Suppose a random variable $N \sim \operatorname{Pois}(\mu)$, with Gamma conjugate prior such that $\mu \sim \operatorname{Gamma}(\alpha, \beta)$. Then given a sequence of $n$ observations of counts $\mathbf{k} = (k_1, \dots, k_n)$ in the next $n$ units of time, then the way to derive the posterior distribution of $\mu|\mathbf{k}$ is by updating the prior so that:

$$\mu|\mathbf{k} \sim \operatorname{Gamma}(\alpha + \sum_{i=1}^n k_i, \beta + n)$$

Suppose instead of knowing the counts $\mathbf{k}$, I only know that the next success was observed in $t$ units of time. Is it then appropriate to update the prior so that:

$$\mu|\text{time to success} = t \sim \operatorname{Gamma}(\alpha + 1, \beta + t)$$

If this is appropriate, why does this hold and how does it relate to the previous update, and if it is not appropriate, how do you incorporate one observation of time of next success?

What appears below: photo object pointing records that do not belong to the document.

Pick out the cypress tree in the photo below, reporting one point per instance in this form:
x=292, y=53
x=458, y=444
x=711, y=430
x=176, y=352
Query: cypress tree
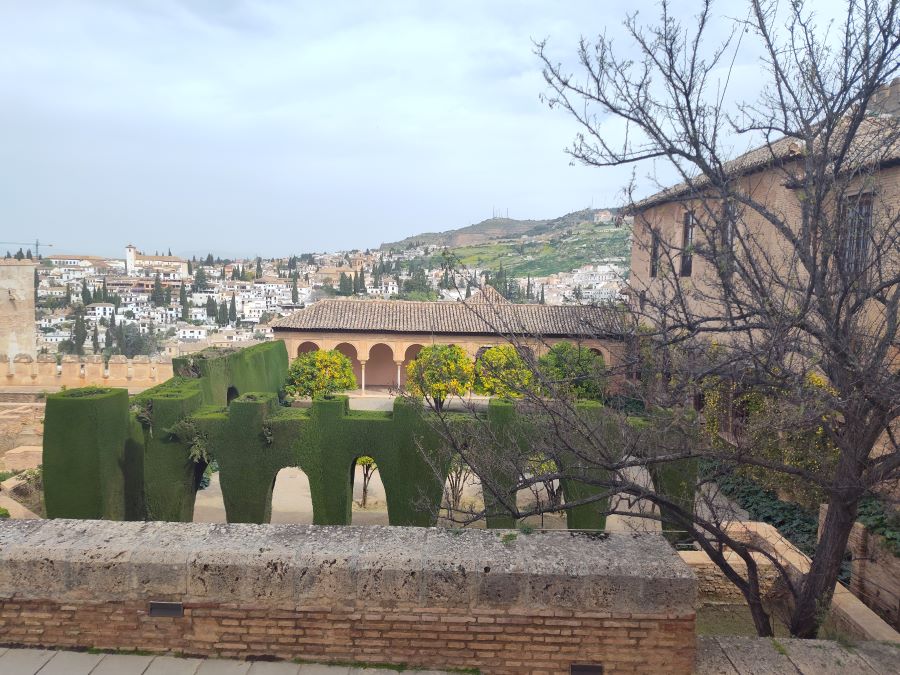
x=182, y=300
x=200, y=280
x=156, y=295
x=79, y=335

For example, I can see that when the time of next success is a small fraction of the unit time, and let $t_1, \dots, t_{k_1}$ denote the inter-arrival times of the first $k_1$ successes, then

$$\operatorname{Gamma}(\alpha + k_i, \beta + 1) \approx \operatorname{Gamma}(\alpha + k_i, \beta + \sum_{i=1}^{k_1} t_i)$$

Answer 1

I think your confusion comes with the Poisson distribution and what $n$ is. On the linked wikipedia page you have $k_i \stackrel{ind}{\sim} Po(\mu)$ for $i=1,\ldots,n$. The relationship I think you are looking for is below.

A Poisson process, i.e. $N(t)\sim Po(\mu t)$, has exponentially distributed interarrival times (times between arrivals), i.e. $$ A_i \stackrel{ind}{\sim} Exp(\mu) $$ where $E[A_i] = 1/\mu$ where this is the same $\mu$ from the Poisson process. Assume the same prior on $\mu$, namely $$ \mu \sim Ga(\alpha,\beta). $$ Suppose you observe this system until the $n$th arrival which occurs at time $t = \sum_{i=1}^n a_i$. Then the posterior is $$ \mu|n,t \sim Ga(\alpha+n,\beta+t) $$ which can be derived either using the count: $$ p(\mu|n,t) \propto (\mu t)^n e^{-\mu t} \mu^{\alpha-1} e^{-\beta \mu} \propto \mu^{\alpha+n-1} e^{-(\beta+t) \mu} $$ or from the interarrival times $$ p(\mu|a_1,\ldots,a_n) \propto \left[ \prod_{i=1}^n \mu e^{-\mu a_i} \right] \mu^{\alpha-1} e^{-\beta \mu} \propto \mu^{\alpha+n-1} e^{-(\beta+t) \mu} $$ since $t = \sum_{i=1}^n a_i$.